Però lo scorso 13 luglio Mattarella è andato con il presidente sloveno Borut Pahor anche sul cippo dei caduti sloveni.
«Quello è stato un gesto molto importante. Per fortuna è avvenuto. Le vittime ricordate nel cippo sono però quattro attivisti jugoslavi fucilati dai fascisti nel 1930. Quindi un altro contesto. Certo, sono vittime ma vittime attive, che lottavano contro il fascismo, non civili inermi. L'equivalente delle foibe non sono loro: sono i civili uccisi ad Arbe, nei campi di concentramento e nei rastrellamenti fascisti».
Già, il famigerato campo di concentramento di Arbe, l'attuale Rab...

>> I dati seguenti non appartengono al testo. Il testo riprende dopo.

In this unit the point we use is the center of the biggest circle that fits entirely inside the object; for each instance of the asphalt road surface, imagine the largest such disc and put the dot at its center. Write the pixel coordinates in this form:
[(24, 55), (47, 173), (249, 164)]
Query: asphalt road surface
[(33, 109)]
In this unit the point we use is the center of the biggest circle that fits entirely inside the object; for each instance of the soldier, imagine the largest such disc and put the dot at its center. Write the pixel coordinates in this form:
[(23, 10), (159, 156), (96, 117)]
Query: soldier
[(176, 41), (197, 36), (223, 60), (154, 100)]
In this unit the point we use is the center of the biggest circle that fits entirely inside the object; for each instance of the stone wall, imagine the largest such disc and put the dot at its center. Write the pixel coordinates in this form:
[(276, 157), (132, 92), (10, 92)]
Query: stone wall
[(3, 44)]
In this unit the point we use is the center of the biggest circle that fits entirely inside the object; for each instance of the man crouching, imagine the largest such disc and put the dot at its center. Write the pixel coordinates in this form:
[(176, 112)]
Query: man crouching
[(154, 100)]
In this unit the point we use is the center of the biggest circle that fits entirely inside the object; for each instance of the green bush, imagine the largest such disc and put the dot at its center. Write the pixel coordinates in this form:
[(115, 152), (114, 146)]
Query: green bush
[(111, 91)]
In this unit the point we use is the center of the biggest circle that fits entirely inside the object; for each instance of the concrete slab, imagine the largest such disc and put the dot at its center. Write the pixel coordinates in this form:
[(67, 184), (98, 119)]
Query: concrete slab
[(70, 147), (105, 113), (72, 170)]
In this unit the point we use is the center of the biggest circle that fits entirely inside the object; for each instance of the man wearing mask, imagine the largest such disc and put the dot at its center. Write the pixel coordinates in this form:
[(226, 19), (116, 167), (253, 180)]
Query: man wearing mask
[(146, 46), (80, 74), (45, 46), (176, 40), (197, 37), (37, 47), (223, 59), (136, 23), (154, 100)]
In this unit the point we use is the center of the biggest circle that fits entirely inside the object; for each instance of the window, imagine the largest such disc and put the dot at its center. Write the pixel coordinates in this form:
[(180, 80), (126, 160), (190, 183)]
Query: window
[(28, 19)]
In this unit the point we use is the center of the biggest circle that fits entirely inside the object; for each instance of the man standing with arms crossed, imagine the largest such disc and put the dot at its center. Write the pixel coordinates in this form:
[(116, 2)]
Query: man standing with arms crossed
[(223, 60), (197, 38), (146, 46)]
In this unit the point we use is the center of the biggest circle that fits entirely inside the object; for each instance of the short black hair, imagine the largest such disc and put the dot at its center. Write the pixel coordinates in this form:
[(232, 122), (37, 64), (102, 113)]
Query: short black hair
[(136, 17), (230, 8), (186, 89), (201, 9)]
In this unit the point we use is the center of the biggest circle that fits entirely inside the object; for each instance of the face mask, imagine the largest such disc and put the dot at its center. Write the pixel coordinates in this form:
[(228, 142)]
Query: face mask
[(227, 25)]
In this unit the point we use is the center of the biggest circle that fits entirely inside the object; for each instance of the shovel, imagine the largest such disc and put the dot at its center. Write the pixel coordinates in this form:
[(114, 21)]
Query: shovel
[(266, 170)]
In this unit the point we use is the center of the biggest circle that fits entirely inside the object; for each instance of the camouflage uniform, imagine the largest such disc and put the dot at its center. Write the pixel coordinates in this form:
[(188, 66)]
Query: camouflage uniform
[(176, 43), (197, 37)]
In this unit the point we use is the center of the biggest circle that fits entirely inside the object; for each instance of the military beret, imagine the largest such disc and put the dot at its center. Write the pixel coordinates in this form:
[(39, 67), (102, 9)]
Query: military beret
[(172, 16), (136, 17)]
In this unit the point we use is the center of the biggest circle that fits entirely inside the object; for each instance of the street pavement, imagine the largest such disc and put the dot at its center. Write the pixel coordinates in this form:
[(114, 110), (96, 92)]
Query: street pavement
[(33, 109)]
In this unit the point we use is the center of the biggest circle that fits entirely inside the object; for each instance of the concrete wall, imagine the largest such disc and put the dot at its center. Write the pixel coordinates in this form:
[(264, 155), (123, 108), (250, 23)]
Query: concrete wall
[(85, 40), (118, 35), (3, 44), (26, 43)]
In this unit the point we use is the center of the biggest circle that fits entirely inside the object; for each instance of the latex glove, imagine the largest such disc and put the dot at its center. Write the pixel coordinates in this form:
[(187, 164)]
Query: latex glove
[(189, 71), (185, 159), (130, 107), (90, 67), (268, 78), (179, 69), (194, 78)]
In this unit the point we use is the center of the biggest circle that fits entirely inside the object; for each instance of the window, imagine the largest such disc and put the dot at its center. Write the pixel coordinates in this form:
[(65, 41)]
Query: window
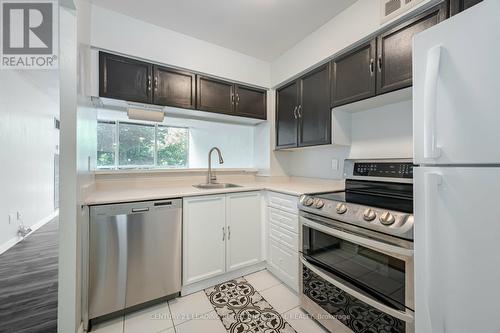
[(137, 145), (172, 146), (106, 143)]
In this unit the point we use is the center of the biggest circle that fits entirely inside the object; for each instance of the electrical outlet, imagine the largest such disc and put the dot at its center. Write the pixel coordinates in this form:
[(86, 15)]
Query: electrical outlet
[(335, 164)]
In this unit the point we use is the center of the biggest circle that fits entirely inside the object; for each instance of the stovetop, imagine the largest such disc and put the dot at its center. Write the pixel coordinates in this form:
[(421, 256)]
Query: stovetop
[(370, 201)]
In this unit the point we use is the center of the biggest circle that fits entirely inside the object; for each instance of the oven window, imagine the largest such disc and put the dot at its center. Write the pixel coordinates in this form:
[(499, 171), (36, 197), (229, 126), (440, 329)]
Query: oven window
[(378, 274)]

«Arbe fu il peggiore campo di concentramento italiano. Fra il 1941 e il 1943, in tutto gli italiani internarono 100.000 jugoslavi e 5.000 circa vi persero la vita. Solo ad Arbe si contano 1.500 morti: tutti civili, perché i partigiani venivano fucilati, e soprattutto donne e bambini. Chiaramente non fu lo sterminio: morirono sostanzialmente di fame, sotto gli occhi degli italiani. Un fatto grave, che non viene ricordato. Quest'anno, che è l'ottantesimo anniversario dell'invasione della Jugoslavia da parte dell'Italia, mi piacerebbe che Mattarella si recasse ad Arbe. Sarebbe una vera occasione di rappacificazione internazionale fra tre Paesi. Perché Arbe si trova in Croazia, ma le vittime sono in gran parte slovene e i responsabili italiani. Allora lì Pahor potrebbe riconoscere le foibe e anche i croati potrebbero dire: "Anche noi abbiamo avuto responsabilità nelle foibe e nell'esodo"».